L'expression « figuration libre » est trouvée, au cours de l'été de 1981, par l'artiste Ben qui a invité Combas et Di Rosa à exposer dans sa galerie de Nice. Ce mouvement regroupe cinq artistes, Rémi Blanchard, François Boisrond, Robert Combas, Hervé Di Rosa, et Ludovic Marchand.

L'exposition 5/5, Figuration libre France/USA organisée en 1984 par le Musée d'Art Moderne de la Ville de Paris consacre officiellement cette mouvance en la confrontant à la génération des « graffitistes » new-yorkais (Jean-Michel Basquiat, Crash, Keith Haring, Kenny Scharf). On peut mesurer à cette occasion ce qui réunit mais aussi ce qui distingue les peintres américains des français.

2007 l'admirateur de fleurs

2007 - L'Admirateur de fleurs

Cette nouvelle génération de peintres est animée par un enthousiasme et une désinvolture qui contrastent avec la sévérité des années 1970 (art minimal et conceptuel, Arte povera, Supports/Surfaces, etc.). Cependant, à la différence de la Transavangardia italienne et des néo-expressionnistes allemands, ces peintres ne se réfugient dans aucune nostalgie. Ils s'inscrivent sans honte ni culpabilité dans l'actualité de leur temps, avec un style coloré, graphique et simplifié inspiré de la bande dessinée, de la science-fiction, des dessins d'enfants et de la culture des banlieues.
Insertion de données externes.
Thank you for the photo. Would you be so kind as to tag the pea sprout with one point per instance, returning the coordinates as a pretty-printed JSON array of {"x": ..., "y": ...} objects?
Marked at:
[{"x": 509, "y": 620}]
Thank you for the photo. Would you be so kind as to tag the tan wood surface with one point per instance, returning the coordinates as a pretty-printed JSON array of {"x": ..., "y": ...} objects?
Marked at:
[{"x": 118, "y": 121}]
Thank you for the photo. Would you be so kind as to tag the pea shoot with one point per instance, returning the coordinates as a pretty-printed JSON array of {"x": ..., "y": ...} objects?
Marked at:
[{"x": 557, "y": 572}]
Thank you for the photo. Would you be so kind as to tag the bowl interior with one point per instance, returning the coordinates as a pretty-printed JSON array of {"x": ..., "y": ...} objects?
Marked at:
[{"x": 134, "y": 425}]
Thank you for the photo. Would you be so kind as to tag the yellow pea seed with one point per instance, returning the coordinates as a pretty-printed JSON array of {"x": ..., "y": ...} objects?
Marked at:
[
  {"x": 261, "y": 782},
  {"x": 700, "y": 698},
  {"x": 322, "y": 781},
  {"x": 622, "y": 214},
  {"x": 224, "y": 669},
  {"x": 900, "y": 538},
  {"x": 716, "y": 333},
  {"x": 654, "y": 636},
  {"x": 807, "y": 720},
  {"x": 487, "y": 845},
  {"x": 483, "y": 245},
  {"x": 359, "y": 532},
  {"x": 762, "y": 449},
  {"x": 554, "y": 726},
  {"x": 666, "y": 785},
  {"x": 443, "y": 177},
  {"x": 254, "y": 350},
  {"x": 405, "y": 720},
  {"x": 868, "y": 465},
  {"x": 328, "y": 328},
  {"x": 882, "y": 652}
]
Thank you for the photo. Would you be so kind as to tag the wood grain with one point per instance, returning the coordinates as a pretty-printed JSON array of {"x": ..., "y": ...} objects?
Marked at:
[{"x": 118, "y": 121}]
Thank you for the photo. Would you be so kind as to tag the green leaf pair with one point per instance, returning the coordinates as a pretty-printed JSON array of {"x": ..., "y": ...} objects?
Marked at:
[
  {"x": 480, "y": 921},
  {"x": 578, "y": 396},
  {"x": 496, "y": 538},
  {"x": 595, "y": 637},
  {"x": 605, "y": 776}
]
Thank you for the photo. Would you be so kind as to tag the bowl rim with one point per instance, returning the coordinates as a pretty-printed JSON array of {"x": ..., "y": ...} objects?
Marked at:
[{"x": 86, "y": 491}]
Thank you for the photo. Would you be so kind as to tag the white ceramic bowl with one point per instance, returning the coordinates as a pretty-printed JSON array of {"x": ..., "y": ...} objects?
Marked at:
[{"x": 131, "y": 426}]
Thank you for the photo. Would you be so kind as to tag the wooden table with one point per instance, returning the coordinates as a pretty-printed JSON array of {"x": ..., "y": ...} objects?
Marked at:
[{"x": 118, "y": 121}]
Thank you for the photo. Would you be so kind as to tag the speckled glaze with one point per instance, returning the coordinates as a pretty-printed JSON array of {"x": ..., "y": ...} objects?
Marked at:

Les artistes de Figuration libre restent cependant moins influencés par les graffitis que les Américains. Leur peinture fait davantage référence aux « arts populaires » : monstres et robots pour Di Rosa ; art brut et imagerie arabe et africaine pour Combas ; contes et légendes, cirque pour Blanchard ; publicité et objets industriels pour Boisrond.